IGNORED PLEAS: Sky F Angel Reese says that the media “should have done more to combat the ongoing issue of racism in women’s basketball before it reached a boiling point,” according to Cydney Henderson of USA TODAY. While the WNBA on Wednesday “condemned all ‘racist, derogatory or threatening comments’” directed toward players, Reese says that this has been a “long-standing issue” and that she has been “the subject of racially motivated hate for some time.”

Reese also says that her “pleas for accountability and action have been repeatedly ignored.” Reese wrote on X, “The media has benefited from my pain & me being villainized to create a narrative.” Reese says that she has been “going through this for the last 2 years but was told ‘save the tears’ & ‘stop playing victim'” (USA TODAY, 9/27).

IN THIS TOGETHER: In Indianapolis, Gregg Doyel wrote the “racist losers” have “co-opted another symbol for their own purposes, adding their hostile takeover of the WNBA to that blue checkmark and flag they use to prop themselves up.” These “loathsome creatures” have “co-opted the WNBA franchise in Indianapolis, and its most popular player [Clark], as a cause to rally behind.” And because these people are “poisonous to the core, they know only one way to rally: Not with support for their side, because that would be positive, but with poison for the other side.”

Twitter/X is “part of the problem here, as are politics.” It is “going to take all of us” to “fix the abuse heading toward WNBA players like” Reese, Sun F Alyssa Thomas and Sun G DiJonai Carrington. Doyel wrote it includes “me on this keyboard, speaking out against it. You in the crowd, and your friends online, speaking out.” It will take “every player, coach and franchise in the WNBA — those who object to what’s happening, anyway — speaking out” (INDIANAPOLIS STAR, 9/27).
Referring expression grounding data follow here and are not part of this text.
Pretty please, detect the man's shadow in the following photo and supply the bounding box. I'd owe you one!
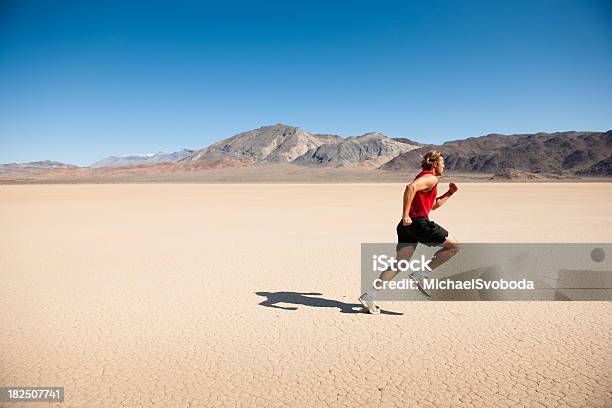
[256,291,403,315]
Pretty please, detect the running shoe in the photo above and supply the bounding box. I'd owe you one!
[358,293,381,314]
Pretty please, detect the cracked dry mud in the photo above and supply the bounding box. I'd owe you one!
[1,183,611,407]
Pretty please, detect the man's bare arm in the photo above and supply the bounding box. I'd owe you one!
[402,174,437,224]
[432,183,458,210]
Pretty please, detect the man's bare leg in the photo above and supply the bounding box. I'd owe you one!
[378,244,416,282]
[428,235,460,270]
[408,236,460,297]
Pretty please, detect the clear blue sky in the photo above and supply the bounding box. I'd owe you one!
[1,0,611,166]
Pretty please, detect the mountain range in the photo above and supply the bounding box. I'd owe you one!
[381,130,612,175]
[2,124,611,177]
[178,124,418,169]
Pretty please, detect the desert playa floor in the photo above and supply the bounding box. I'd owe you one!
[1,183,611,407]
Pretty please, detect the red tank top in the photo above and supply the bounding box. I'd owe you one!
[408,170,438,219]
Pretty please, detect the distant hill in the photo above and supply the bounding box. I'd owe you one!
[293,132,417,168]
[180,124,336,164]
[91,149,194,168]
[179,124,418,168]
[0,160,78,173]
[381,130,612,175]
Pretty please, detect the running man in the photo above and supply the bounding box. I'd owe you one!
[359,150,460,314]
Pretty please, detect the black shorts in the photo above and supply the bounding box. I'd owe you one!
[396,217,449,251]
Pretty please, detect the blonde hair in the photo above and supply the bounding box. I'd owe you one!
[420,150,443,170]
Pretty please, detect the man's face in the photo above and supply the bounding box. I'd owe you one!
[433,157,445,176]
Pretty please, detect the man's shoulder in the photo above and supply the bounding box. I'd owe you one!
[412,172,438,189]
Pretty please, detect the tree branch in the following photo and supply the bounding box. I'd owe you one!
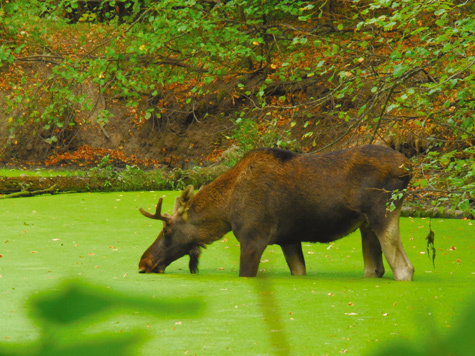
[0,184,57,199]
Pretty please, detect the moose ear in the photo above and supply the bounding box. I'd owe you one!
[174,185,194,221]
[181,185,194,203]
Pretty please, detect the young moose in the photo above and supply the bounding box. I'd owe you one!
[139,145,414,280]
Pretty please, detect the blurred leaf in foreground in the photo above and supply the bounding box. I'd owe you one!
[30,280,204,325]
[371,298,475,356]
[0,280,205,356]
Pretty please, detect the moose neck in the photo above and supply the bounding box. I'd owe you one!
[188,175,234,244]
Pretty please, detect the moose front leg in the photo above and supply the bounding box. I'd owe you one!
[281,243,306,275]
[238,240,267,277]
[360,224,385,278]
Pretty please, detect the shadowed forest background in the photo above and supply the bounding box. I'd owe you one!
[0,0,474,215]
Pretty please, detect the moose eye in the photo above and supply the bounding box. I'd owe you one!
[163,227,172,237]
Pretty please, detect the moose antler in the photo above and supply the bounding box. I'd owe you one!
[140,197,171,224]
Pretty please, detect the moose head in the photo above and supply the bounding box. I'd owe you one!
[138,186,202,274]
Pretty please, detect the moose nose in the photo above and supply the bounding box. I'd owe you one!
[139,257,153,273]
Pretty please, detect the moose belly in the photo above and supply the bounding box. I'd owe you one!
[272,213,365,245]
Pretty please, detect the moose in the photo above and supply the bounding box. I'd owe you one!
[138,145,415,280]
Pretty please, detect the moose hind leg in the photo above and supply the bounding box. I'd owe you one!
[281,243,306,276]
[360,224,385,278]
[370,209,414,281]
[238,240,268,277]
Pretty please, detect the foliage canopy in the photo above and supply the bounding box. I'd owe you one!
[0,0,474,215]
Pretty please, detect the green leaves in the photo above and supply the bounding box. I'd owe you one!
[371,298,475,356]
[33,283,115,325]
[0,45,14,64]
[0,280,205,356]
[31,280,204,325]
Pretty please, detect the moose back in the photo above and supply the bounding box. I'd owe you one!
[138,145,414,280]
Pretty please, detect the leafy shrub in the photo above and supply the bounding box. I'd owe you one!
[226,116,299,166]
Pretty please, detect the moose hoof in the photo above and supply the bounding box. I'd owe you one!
[364,268,385,278]
[393,269,414,281]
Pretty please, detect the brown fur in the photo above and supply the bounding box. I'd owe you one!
[139,145,414,280]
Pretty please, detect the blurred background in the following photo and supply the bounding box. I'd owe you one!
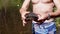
[0,0,60,34]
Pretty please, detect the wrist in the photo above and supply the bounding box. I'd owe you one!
[49,12,56,18]
[48,12,55,18]
[20,11,27,15]
[47,14,51,19]
[20,8,27,14]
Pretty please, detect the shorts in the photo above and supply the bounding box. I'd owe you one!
[32,21,56,34]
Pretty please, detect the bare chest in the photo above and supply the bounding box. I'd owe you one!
[31,0,53,4]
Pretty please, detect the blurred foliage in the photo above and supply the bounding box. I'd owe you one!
[0,0,23,9]
[0,0,32,34]
[0,0,24,34]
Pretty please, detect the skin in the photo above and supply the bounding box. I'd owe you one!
[20,0,60,26]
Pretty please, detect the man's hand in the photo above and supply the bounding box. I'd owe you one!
[37,14,49,24]
[38,14,48,20]
[21,11,30,26]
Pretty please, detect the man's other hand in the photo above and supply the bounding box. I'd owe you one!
[21,11,30,26]
[37,14,49,24]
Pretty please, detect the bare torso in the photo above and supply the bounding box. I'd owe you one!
[32,0,54,22]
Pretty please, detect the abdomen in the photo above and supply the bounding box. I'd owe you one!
[33,2,54,14]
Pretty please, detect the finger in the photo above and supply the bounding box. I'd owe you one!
[22,19,27,26]
[27,11,30,13]
[22,12,30,19]
[21,17,26,26]
[37,15,41,21]
[22,16,26,19]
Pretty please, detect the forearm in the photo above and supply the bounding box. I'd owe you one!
[50,9,60,18]
[19,0,30,14]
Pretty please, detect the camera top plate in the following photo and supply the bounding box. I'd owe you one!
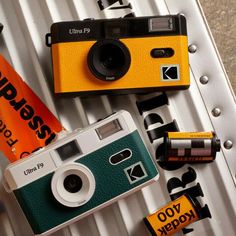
[46,15,187,46]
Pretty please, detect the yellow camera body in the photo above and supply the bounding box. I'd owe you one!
[46,15,190,95]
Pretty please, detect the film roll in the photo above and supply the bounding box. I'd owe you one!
[144,194,200,236]
[160,132,221,162]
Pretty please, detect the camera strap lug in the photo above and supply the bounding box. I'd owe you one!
[45,33,52,47]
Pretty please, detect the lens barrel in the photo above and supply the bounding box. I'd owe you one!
[87,39,131,81]
[51,164,96,208]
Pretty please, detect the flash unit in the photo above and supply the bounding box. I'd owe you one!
[96,119,122,140]
[149,17,173,32]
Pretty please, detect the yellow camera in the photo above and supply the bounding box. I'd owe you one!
[46,15,190,95]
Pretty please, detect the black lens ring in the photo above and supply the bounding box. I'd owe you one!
[87,39,131,81]
[63,174,83,193]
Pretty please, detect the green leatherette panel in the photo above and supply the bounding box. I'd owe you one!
[14,131,158,234]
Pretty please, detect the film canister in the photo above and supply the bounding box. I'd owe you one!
[144,194,201,236]
[160,131,221,162]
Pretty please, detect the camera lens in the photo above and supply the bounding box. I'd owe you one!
[63,174,83,193]
[100,44,124,70]
[51,164,96,207]
[87,39,131,81]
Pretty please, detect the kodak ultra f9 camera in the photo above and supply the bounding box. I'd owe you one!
[46,15,190,95]
[3,110,159,235]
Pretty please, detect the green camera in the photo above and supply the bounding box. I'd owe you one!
[4,110,159,235]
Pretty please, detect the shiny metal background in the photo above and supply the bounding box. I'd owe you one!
[0,0,235,236]
[201,0,236,92]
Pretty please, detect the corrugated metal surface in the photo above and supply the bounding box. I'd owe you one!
[0,0,235,235]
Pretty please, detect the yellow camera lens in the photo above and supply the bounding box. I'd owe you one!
[87,39,131,81]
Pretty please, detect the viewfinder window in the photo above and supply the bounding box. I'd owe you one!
[104,22,128,38]
[149,17,173,32]
[96,119,122,140]
[56,140,81,160]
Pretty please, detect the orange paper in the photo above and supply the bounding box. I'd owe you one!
[0,55,63,162]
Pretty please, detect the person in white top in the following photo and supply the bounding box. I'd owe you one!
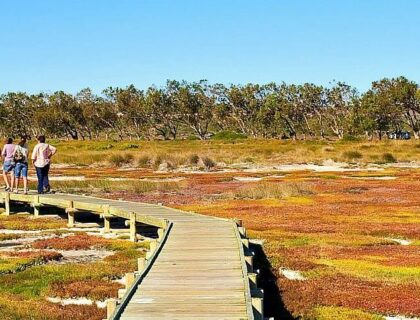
[12,136,29,194]
[31,135,57,194]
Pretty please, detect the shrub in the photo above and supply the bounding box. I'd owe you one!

BETTER LATE THAN NEVER? In Hartford, Dom Amoore wrote the WNBA’s sentiment was “fine, but it’s too little, and a little late.” Clark’s entry into the league “brought millions of new fans to the WNBA,” but the league “failed to adequately prepare itself or its players for this maelstrom, political and social in nature, and get out in front of it when necessary.”

Clark, like some “generational players, seems averse to speaking on hot-button political and social issues, and it’s hard to blame her.” But in “this time and place, that is hard to avoid.” Clark can “use a break from all this, and so can The W, to reflect on its mishandling of a lustrous opportunity to grow in national sports awareness, and how to do it better going forward” (HARTFORD COURANT, 9/26).